Livingston sees teenagers, fresh to interacting with brands and buying products and services online, as the demographic most likely to begin using talk apps for everything. In this respect, he likens them to users in Asia coming online for the very first time through mobile phones.
“The thing that gets indeed titillating is that combination of platform with the teenage demographic,” he said. “If you look at an American adult, they already shop at Amazon. They already bank at Pursue. They already get taxi rails from Uber. The idea that they can now get these services that are two to three times better through talk is not enough to switch them. I’m not going to switch from Amazon to Walmart because I can talk with Walmart. Yeah, it might be a bit better, but f*ck it, Amazon is good enough.”
Outside of the U.S., however, there is a much different dynamic.
“[China] had all these people coming online for the very first time through their smartphone, through talks, through WeChat, so they didn’t have to get them to switch where they shop, or switch where they got packages, or switch where they got financial services,” Livingston said. “They just had to educate them on which services to get in the very first place. That’s why we’re indeed excited about the North American teenager.”

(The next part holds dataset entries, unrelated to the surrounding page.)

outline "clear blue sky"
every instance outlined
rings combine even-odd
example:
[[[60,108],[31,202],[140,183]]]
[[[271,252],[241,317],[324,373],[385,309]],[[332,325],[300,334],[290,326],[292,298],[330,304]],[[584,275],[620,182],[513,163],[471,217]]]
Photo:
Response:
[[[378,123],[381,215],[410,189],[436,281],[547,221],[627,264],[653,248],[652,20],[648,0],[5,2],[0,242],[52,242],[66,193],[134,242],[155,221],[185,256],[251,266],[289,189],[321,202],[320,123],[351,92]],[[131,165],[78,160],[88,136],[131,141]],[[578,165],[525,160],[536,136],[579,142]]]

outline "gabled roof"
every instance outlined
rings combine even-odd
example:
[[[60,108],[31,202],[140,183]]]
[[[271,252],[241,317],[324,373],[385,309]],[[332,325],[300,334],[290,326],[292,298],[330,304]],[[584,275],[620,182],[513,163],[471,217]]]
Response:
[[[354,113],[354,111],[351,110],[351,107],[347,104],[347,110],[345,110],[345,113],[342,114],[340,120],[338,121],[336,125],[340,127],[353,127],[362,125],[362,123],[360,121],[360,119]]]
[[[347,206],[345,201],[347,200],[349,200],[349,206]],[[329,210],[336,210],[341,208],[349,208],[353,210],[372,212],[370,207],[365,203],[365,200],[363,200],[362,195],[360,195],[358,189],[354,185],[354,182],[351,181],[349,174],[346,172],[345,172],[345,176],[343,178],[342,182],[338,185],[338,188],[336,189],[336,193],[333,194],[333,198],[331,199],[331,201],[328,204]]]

The early comes back are promising. Kik already gets teenage users to talk with brand bots, an advertising suggesting that companies like Skullcandy have experimented with. According to a survey by market GlobalWebIndex, almost a third of Kik users interacted with a brand on a talk app in July 2015, compared to thirteen percent of Messenger users. Livingston seems content to concentrate on that demographic.
Boosting Kik’s prospects of catching Messenger is the fact that Tencent, the social networking giant behind WeChat, invested a $50 million stake in Kik this summer, prompting speculation that Kik could soon commence suggesting many of the same services—flights, taxis, banking, movie tickets—that WeChat offers in China.
Ultimately, tho’, it’s hard to bet against Messenger becoming the thickest thing since Facebook, possibly eclipsing its parent social network in power in the not-too-distant future. Messenger is closing in on one billion users this year, Marcus is developing it with one of the best tech teams on Earth, and Facebook’s resources are almost unlikely to match.
“I believe that messaging is the next big platform,” Marcus told Wired. “In terms of time spent, attention, retention—this is where it’s happening. And it’s a once-in-a-generation chance to build it.”
- No. Fourteen was left off due to a data error.